The new building would be built next to the existing fire station on Eighth Street, according to a lay-out presented by the architectural firm MJ Neal Associates.
The bond would cover the cost for the new fire station and remodel to the existing one, as well as the funds needed to buy a ladder truck.
The need for a ladder truck was highlighted in May this year when fire destroyed two downtown restaurants. Since then, students and staff at Sunnyside High School have started using a new, two-story addition to the school.
Sunnyside's problem has been the nine-foot high doors on the nearly 50-year-old building in use now are not high enough to accommodate a ladder truck.
Accordingly, the new station would have 14-foot doors.
Besides more than doubling the size of the fire station, the expansion would provide better designated areas for decontamination, work stations, separate bathrooms for men and women, earthquake support and sleeping quarters for those on duty at night.
There would also be more room for equipment storage.
When completed, the new fire station addition would move the main entrance from Eighth Street to Franklin Avenue to steer the public away from fire vehicles entering and exiting the station.
Off-street parking would be provided and the entrance area inside would include a training area that could also be used as a community meeting room, according to the lay-out presented to council.

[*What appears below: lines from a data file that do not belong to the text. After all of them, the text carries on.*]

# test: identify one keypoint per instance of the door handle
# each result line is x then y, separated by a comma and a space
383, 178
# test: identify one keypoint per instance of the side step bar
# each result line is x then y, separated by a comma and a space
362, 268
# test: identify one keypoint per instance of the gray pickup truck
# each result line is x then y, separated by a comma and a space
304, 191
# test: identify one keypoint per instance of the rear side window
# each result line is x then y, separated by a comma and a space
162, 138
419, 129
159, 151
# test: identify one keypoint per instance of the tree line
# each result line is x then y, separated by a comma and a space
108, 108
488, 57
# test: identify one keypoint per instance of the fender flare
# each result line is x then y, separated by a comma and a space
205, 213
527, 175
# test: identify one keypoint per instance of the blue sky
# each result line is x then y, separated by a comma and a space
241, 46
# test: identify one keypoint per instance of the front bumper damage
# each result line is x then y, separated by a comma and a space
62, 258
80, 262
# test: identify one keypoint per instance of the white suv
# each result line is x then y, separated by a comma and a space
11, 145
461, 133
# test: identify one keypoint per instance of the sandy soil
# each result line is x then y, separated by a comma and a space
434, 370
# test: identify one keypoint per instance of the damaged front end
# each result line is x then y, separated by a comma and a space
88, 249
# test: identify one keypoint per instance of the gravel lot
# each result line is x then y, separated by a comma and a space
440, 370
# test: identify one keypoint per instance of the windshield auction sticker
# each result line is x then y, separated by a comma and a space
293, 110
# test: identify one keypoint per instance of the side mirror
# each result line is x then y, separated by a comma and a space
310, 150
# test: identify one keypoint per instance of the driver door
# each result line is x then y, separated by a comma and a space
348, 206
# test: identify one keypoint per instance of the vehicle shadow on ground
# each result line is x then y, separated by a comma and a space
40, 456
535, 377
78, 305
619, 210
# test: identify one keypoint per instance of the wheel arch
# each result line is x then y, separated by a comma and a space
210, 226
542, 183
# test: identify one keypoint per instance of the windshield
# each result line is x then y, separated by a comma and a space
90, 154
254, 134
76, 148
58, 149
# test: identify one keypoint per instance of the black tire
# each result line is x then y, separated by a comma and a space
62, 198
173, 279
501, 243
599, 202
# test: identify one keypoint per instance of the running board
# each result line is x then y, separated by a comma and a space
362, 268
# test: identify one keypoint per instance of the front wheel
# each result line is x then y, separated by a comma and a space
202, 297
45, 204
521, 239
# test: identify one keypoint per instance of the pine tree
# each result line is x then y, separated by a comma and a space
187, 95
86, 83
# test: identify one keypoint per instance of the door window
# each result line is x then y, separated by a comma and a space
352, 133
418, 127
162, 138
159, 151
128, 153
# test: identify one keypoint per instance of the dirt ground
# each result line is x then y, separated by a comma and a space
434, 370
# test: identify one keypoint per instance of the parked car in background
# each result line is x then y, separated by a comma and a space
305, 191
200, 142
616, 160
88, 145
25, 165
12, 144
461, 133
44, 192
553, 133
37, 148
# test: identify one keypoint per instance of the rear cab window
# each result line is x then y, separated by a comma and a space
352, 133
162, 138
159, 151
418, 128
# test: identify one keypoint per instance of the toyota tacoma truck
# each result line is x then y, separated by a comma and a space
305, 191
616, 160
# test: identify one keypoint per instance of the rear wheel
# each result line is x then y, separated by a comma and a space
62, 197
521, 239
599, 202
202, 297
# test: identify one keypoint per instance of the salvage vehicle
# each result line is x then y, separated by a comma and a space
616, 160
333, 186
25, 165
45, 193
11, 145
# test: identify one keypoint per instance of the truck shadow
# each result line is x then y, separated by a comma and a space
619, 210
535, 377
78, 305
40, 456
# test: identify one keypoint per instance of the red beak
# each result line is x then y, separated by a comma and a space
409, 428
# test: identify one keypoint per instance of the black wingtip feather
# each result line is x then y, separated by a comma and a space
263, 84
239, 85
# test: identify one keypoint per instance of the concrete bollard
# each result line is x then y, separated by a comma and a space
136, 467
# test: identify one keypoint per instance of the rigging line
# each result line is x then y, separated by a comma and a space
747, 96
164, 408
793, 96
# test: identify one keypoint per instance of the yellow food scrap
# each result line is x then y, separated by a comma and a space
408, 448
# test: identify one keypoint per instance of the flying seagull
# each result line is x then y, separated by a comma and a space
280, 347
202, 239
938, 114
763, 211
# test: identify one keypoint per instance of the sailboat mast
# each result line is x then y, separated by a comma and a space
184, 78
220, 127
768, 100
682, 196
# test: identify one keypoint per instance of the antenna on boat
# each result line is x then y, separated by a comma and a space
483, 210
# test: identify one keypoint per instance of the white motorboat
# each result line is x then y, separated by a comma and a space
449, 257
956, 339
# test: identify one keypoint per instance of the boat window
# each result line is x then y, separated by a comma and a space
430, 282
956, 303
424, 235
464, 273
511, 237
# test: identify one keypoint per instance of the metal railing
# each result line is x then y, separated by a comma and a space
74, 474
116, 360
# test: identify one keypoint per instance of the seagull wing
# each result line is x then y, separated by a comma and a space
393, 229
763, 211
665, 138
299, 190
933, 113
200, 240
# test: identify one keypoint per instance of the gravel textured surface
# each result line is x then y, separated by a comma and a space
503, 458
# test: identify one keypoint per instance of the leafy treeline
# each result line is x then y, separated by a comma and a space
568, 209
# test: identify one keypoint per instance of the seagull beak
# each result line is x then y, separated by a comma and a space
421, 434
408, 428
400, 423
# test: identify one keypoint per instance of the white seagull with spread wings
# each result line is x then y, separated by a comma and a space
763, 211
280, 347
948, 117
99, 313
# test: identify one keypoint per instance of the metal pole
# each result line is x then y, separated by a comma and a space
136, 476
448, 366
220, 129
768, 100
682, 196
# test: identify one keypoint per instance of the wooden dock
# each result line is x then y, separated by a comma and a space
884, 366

The city also plans to work with Yakima County, which owns a YCFD #5 building adjacent to Sunnyside's current fire station. Sunnyside Fire Chief Aaron Markham said the hope is that the county's fire building will be outfitted with a sprinkler system and exterior improvements.
The city hopes to put the bond vote on the Feb. 2012 ballot. If approved, the measure would increase annual property taxes by about $40 on a home valued at $100,000.